S4 Fig. C. elegans INTS-6 localization.
Immunostaining of: JCP383 ints-6 (tm1615) IV; jcpSi10[pJC51(ints-6p::ints-6::3xFLAG::eGFP::ints-6UTR,unc-119(+))] II using antiFLAG antibodies (left panel) and DAPI (right panel). C. elegans INTS-6 shows a mainly nuclear localization in early embryos (1 and 2), middle-late embryos (3), and adults (head (4), gonad (5), gut (6) and tail (7)).
S5 Fig. polyA RNA seq experiments show that ints-6 (t1903) has snRNA processing defects.

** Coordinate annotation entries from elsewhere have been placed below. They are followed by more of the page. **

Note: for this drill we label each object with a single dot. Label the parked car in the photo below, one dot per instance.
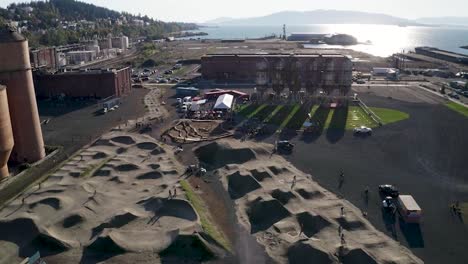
(363, 130)
(409, 209)
(388, 190)
(284, 145)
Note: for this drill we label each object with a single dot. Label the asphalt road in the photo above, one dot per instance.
(424, 156)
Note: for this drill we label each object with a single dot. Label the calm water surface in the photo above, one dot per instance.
(385, 40)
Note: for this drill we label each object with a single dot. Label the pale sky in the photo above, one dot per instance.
(203, 10)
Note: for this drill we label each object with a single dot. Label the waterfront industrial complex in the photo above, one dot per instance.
(127, 150)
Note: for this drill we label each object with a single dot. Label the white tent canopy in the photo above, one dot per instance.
(224, 102)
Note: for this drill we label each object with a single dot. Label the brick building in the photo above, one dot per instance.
(327, 72)
(98, 83)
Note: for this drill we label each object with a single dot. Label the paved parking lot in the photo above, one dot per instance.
(424, 156)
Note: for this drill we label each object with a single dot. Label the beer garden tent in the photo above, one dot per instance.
(224, 102)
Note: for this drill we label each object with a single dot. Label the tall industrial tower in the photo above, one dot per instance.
(15, 74)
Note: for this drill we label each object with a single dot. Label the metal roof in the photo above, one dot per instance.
(409, 203)
(9, 34)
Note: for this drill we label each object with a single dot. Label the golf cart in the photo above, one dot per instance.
(284, 145)
(388, 190)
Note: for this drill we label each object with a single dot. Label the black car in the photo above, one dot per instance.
(284, 145)
(388, 190)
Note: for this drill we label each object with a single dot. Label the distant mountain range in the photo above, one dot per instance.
(334, 17)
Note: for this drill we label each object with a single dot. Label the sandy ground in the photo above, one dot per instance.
(117, 200)
(123, 205)
(275, 210)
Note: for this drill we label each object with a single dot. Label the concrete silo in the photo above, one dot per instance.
(15, 73)
(6, 133)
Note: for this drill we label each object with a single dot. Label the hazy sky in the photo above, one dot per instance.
(202, 10)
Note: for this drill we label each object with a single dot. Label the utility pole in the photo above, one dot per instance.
(284, 31)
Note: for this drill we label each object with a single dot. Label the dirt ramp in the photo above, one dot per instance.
(311, 224)
(147, 146)
(126, 140)
(116, 221)
(261, 175)
(127, 167)
(72, 220)
(99, 155)
(152, 175)
(358, 256)
(217, 155)
(106, 244)
(263, 214)
(302, 252)
(283, 196)
(350, 224)
(158, 151)
(53, 202)
(310, 195)
(239, 185)
(187, 249)
(170, 207)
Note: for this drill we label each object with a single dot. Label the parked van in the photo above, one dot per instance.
(409, 209)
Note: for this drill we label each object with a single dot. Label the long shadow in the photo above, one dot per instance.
(57, 108)
(337, 127)
(318, 120)
(412, 233)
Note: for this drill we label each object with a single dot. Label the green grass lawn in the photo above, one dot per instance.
(277, 109)
(288, 118)
(389, 116)
(457, 107)
(265, 112)
(258, 109)
(279, 117)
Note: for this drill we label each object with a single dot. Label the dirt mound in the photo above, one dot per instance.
(174, 207)
(260, 175)
(102, 173)
(105, 244)
(187, 249)
(100, 155)
(312, 224)
(309, 195)
(147, 145)
(103, 142)
(358, 256)
(301, 252)
(277, 170)
(217, 155)
(239, 185)
(150, 176)
(72, 220)
(263, 214)
(121, 150)
(282, 197)
(51, 243)
(158, 151)
(9, 230)
(154, 166)
(124, 140)
(116, 221)
(350, 224)
(52, 202)
(116, 179)
(127, 167)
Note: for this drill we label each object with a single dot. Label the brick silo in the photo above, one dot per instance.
(6, 134)
(15, 73)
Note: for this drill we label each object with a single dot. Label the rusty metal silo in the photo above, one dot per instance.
(15, 73)
(6, 133)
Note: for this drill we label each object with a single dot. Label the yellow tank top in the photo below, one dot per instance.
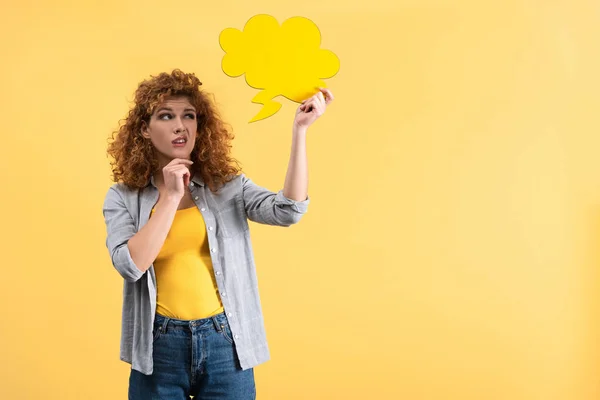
(185, 282)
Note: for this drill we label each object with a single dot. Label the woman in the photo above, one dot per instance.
(177, 232)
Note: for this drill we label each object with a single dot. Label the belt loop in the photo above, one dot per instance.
(216, 323)
(163, 327)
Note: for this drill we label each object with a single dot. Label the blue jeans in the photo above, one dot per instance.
(193, 358)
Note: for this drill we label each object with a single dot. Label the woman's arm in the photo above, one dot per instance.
(296, 178)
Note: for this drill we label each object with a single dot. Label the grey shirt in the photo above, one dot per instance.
(226, 214)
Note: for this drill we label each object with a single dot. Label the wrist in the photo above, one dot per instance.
(299, 130)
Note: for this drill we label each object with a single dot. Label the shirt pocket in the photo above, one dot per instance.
(231, 218)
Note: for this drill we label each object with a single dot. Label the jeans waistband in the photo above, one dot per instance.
(215, 321)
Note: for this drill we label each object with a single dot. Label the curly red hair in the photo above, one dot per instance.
(134, 156)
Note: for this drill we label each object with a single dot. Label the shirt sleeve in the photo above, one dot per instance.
(266, 207)
(120, 227)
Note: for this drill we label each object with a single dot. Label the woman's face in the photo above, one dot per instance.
(172, 129)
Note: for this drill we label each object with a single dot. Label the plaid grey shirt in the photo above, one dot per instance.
(226, 215)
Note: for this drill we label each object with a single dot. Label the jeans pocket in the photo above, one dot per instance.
(226, 332)
(157, 333)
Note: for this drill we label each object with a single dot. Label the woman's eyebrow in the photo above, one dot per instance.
(171, 110)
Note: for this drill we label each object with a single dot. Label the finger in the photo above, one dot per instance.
(328, 95)
(309, 106)
(177, 161)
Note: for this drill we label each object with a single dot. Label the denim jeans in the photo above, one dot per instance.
(193, 358)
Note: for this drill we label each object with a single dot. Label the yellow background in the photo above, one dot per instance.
(451, 247)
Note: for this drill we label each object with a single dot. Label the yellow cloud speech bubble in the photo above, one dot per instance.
(281, 60)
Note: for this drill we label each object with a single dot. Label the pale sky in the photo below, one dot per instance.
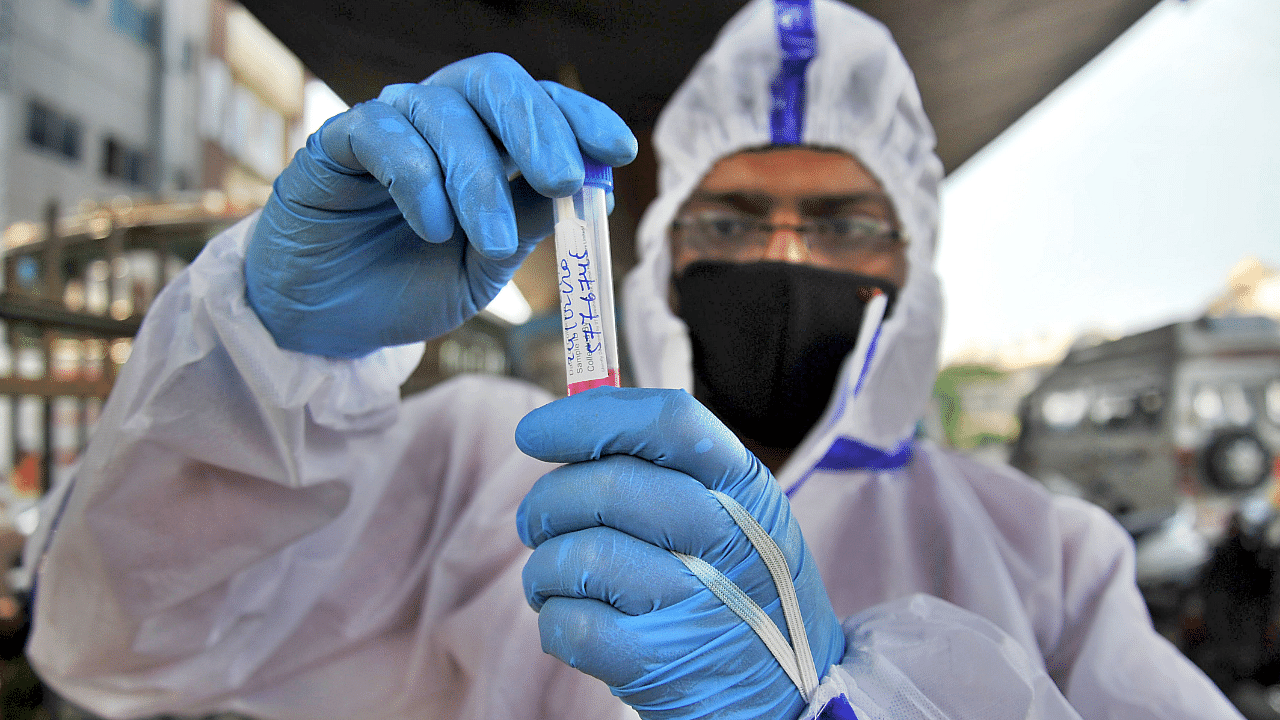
(1127, 196)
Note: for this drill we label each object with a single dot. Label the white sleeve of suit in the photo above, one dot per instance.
(1110, 661)
(923, 659)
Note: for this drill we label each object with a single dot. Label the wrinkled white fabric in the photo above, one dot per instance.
(277, 534)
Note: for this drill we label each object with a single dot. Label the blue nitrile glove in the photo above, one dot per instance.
(397, 222)
(612, 600)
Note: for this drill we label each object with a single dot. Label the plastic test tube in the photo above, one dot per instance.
(585, 274)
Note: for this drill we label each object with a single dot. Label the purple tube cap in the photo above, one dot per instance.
(598, 173)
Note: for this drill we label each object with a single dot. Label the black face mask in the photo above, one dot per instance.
(768, 341)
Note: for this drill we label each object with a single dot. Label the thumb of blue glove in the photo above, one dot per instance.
(647, 475)
(397, 222)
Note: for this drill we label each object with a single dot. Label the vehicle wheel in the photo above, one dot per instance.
(1237, 460)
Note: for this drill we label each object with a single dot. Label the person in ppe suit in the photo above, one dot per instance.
(263, 525)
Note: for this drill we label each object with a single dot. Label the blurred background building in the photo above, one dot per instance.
(108, 98)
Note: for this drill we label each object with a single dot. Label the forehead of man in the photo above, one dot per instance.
(789, 173)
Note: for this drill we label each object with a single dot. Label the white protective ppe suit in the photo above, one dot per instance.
(279, 534)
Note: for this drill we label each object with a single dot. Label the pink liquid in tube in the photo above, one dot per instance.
(585, 281)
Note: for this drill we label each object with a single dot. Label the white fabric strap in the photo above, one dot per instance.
(749, 611)
(796, 656)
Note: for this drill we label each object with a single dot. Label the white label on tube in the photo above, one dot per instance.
(580, 308)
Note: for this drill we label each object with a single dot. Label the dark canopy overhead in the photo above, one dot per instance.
(979, 63)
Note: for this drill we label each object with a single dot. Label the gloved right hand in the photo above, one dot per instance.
(397, 222)
(652, 473)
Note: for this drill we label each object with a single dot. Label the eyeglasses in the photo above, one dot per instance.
(725, 235)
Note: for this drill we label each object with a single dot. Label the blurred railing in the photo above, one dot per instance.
(74, 294)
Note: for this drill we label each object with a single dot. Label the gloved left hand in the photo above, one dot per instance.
(397, 222)
(644, 466)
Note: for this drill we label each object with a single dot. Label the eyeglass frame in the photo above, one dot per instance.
(890, 240)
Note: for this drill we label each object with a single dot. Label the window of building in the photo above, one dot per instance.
(124, 163)
(51, 130)
(137, 23)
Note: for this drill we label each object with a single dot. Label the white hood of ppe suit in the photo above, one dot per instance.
(860, 98)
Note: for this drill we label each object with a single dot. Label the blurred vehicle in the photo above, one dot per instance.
(1141, 425)
(1175, 431)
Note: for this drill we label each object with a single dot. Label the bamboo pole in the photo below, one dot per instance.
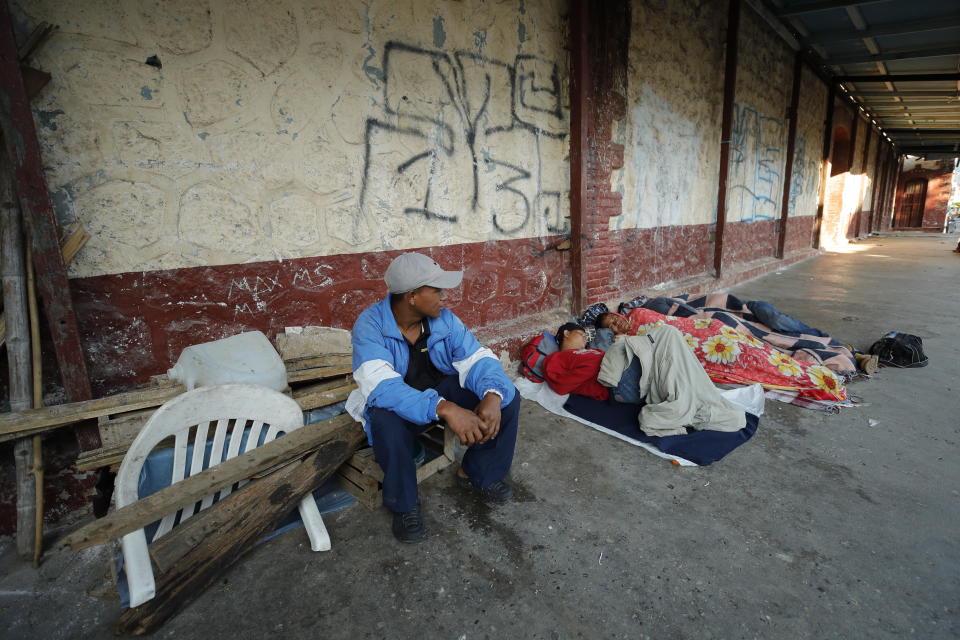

snRNAs are non-polyadenylated and therefore practically not detected in the polyA RNAseq analysis of WT N2 control (upper panel). Reads corresponding to the snRNA, the downstream intergenic region and the downstream gene are detected in the ints-6 (t1903) mutant at 15°C and, at a higher level, at the restrictive temperature, 25°C. Reads corresponding to the chimeric sn-mRNA are polyadenylated and therefore detected in the polyA assay. As expected for polyA RNAseq, the 3’ end of the gene is enriched.
S6 Fig. ints-6 (t1903) mutant disrupts processing of SL snRNAs.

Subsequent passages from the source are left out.